INSERM U758, Human Virology Department, Université de Lyon, Claude Bernard University Lyon-1, Ecole Normale Supérieure de Lyon, Lyon, France.
J Infect Dis. 2011 Nov;204 Suppl 3:S934-40. doi: 10.1093/infdis/jir320.
Ebola virus (EBOV) transcription is dependent on the phosphoprotein VP30, a component of the viral nucleocapsid. VP30 is phosphorylated at 2 serine residue clusters located at the N-terminal part of the protein. In this report, we have investigated the role of VP30 phosphorylation in EBOV replication using a reverse genetics approach. In effect, recombinant EBOVs with the VP30 serine clusters substituted either by nonphosphorylatable alanines or phosphorylation-mimicking aspartates were generated and characterized. We show that in comparison to the wild-type EBOV the mutated viruses possess reduced infectivity. This difference is explained by alterations in the balance between the transcription and replication processes and appear to be associated with the state of VP30 phosphorylation. Here we propose a model in which dynamic phosphorylation of VP30 is an important mechanism to regulate the EBOV replication cycle.

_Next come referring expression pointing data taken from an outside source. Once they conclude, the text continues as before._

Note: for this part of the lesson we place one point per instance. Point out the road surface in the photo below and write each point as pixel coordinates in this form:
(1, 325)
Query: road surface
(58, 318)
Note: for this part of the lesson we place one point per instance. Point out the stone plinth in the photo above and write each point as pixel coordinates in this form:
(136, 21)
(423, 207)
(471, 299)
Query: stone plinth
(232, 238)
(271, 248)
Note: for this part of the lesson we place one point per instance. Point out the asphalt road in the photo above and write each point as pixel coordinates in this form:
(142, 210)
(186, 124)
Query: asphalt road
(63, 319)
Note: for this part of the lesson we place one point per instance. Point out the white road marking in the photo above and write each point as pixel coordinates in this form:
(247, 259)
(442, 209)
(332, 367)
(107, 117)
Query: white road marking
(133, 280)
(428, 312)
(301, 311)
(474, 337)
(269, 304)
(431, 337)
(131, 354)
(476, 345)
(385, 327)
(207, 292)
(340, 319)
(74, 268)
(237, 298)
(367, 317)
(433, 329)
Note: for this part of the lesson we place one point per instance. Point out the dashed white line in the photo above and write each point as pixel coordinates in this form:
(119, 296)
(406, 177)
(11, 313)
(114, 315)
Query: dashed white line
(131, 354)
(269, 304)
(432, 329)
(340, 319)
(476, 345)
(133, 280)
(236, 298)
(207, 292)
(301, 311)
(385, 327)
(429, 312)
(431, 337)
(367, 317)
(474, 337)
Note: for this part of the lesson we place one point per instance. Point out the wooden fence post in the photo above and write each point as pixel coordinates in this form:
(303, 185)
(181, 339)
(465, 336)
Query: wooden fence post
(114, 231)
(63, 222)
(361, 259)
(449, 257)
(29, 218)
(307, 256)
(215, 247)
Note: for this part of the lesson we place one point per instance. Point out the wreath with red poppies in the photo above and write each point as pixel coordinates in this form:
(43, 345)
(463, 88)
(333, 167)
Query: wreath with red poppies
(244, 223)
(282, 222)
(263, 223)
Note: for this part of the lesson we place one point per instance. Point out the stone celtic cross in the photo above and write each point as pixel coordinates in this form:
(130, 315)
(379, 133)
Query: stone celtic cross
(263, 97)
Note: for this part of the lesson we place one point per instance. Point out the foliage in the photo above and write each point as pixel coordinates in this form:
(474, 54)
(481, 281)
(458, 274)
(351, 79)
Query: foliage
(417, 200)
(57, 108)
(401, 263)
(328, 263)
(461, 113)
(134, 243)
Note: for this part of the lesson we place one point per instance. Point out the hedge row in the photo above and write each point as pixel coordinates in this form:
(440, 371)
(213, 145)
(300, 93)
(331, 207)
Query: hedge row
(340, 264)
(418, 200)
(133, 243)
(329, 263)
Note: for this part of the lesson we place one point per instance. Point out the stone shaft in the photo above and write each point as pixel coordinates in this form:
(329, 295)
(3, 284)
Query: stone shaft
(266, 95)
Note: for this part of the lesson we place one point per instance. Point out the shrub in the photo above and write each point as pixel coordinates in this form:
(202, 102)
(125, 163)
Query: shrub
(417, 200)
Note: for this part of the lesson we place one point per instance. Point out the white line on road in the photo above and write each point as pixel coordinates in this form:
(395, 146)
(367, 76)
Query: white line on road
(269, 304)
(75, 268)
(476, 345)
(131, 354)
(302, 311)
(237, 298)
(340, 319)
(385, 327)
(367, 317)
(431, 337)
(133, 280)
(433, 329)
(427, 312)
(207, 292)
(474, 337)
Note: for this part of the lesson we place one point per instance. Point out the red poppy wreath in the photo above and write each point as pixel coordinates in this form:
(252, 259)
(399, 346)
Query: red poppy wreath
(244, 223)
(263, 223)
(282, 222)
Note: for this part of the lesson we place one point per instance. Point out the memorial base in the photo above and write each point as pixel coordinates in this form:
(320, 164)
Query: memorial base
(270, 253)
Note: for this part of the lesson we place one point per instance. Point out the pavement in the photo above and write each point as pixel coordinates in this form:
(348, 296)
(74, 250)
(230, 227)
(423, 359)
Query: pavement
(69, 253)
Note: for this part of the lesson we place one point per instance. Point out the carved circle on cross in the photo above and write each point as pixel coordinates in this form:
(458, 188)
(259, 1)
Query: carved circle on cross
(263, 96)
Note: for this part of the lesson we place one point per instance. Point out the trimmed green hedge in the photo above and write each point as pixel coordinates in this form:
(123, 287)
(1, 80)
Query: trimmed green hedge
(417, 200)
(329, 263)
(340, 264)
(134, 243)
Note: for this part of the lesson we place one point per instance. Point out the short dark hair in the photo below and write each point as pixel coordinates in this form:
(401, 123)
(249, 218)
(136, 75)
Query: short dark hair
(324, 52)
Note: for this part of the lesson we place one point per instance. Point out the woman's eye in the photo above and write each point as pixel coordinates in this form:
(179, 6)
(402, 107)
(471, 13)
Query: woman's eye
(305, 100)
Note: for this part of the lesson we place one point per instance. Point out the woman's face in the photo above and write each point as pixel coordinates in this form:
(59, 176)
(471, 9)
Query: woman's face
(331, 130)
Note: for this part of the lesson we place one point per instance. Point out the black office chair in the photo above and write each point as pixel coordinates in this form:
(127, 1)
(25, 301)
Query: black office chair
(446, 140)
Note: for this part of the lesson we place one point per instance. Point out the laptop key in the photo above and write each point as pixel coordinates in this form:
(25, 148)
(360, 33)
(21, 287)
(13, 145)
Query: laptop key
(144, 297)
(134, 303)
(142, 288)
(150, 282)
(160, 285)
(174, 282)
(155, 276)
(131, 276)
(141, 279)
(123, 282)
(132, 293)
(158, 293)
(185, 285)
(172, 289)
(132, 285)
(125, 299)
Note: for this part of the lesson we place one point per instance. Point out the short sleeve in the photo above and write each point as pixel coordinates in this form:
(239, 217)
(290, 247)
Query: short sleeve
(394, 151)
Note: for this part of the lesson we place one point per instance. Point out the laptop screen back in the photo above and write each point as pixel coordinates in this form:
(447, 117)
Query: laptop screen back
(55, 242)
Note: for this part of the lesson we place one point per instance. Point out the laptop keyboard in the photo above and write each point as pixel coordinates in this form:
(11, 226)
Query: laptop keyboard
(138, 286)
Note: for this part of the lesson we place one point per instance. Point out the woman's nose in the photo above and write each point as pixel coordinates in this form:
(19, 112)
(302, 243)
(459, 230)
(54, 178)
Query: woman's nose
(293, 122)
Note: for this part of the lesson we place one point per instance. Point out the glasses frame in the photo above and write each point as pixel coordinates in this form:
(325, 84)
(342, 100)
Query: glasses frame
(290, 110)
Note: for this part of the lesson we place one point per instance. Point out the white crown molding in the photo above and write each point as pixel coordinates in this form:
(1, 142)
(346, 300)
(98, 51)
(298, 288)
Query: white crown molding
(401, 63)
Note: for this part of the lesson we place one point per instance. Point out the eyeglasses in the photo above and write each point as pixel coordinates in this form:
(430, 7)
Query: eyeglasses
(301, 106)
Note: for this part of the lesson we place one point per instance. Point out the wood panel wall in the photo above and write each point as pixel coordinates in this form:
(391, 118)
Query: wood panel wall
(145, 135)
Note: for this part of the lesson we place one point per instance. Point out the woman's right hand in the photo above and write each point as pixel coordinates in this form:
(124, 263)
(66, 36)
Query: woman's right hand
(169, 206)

埃博拉病毒 (EBOV) 的转录依赖于磷蛋白 VP30,它是病毒核衣壳的一个组成部分。VP30 在位于蛋白质 N 端部分的 2 个丝氨酸残基簇上被磷酸化。在本报告中,我们使用反向遗传学方法研究了 VP30 磷酸化在 EBOV 复制中的作用。实际上,生成并表征了 VP30 丝氨酸簇被非磷酸化丙氨酸或磷酸化天冬氨酸取代的重组 EBOV。我们发现与野生型 EBOV 相比,突变病毒的感染性降低。这种差异是由于转录和复制过程之间平衡的改变引起的,并且似乎与 VP30 磷酸化状态有关。在这里,我们提出了一个模型,其中 VP30 的动态磷酸化是调节 EBOV 复制周期的重要机制。